That the defense admitted the existence of the Booking and Information Sheet (Exh. “C”), the Request for Laboratory Examination (Exh. “D”) and Physical Science Report No. D-1331-02 (Exh. “E”) during the pre-trial did not amount to an admission of the identity of the seized specimen. What the admissions proved were merely the existence and authenticity of the request for laboratory examination and the result of this examination, not the required chain of custody from the time of seizure of evidence. Simply put, the admission regarding the existence of Exhibits “C,” “D” and “E” has no bearing on the question of whether the specimen submitted for chemical analysis was the same as that seized from the appellant. To interpret the stipulations as an admission that the appellant was the source of the specimen would be contrary to the pre-trial order (stating that Exhibits “C”, “D” and “E” were admitted as to their existence only and not as to the source); it would also bind the appellant to an unceremonious withdrawal of his plea of not guilty.

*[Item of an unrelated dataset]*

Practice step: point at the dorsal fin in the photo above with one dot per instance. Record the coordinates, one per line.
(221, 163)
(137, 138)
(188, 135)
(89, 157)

In like manner, the stipulation during the pre-trial regarding the non-presentation of the forensic chemist, P/Insp. Gural, merely covers the handling of the specimen at the forensic laboratory and the result of the examination, but not the manner the specimen was handled before it came to the possession of the forensic chemist and after it left his possession.
Prior to the passage of R.A. No. 9165, the Court applied the procedure required by Dangerous Drugs Board Regulation No. 3, Series of 1979, amending Board Regulation No. 7, Series of 1974. Section 1 of this Regulation requires the apprehending team, having initial custody and control of the seized drugs, to immediately inventory and photograph the same in the presence of the accused and/or his representatives, who shall be required to sign and be given copies of the inventory.
After the passage of R.A. No. 9165, the Court did not waver in ensuring that the prescribed procedures in the handling of the seized drugs were observed. In People v. Rosemarie R. Salonga, we acquitted the accused for the failure of the police to inventory and photograph the confiscated items. We also reversed the accused’s conviction in Gutierrez, for the failure of the buy-bust team to inventory and photograph the seized items without justifiable grounds. People v. Cantalejo also resulted in an acquittal because no inventory or photograph was ever made by the police.
We reached the same conclusions in the recent cases of People v. Erlinda Capuno y Tison, People v. Jay Lorena y Labag, and People v. Arnold Martinez y Angeles, et al.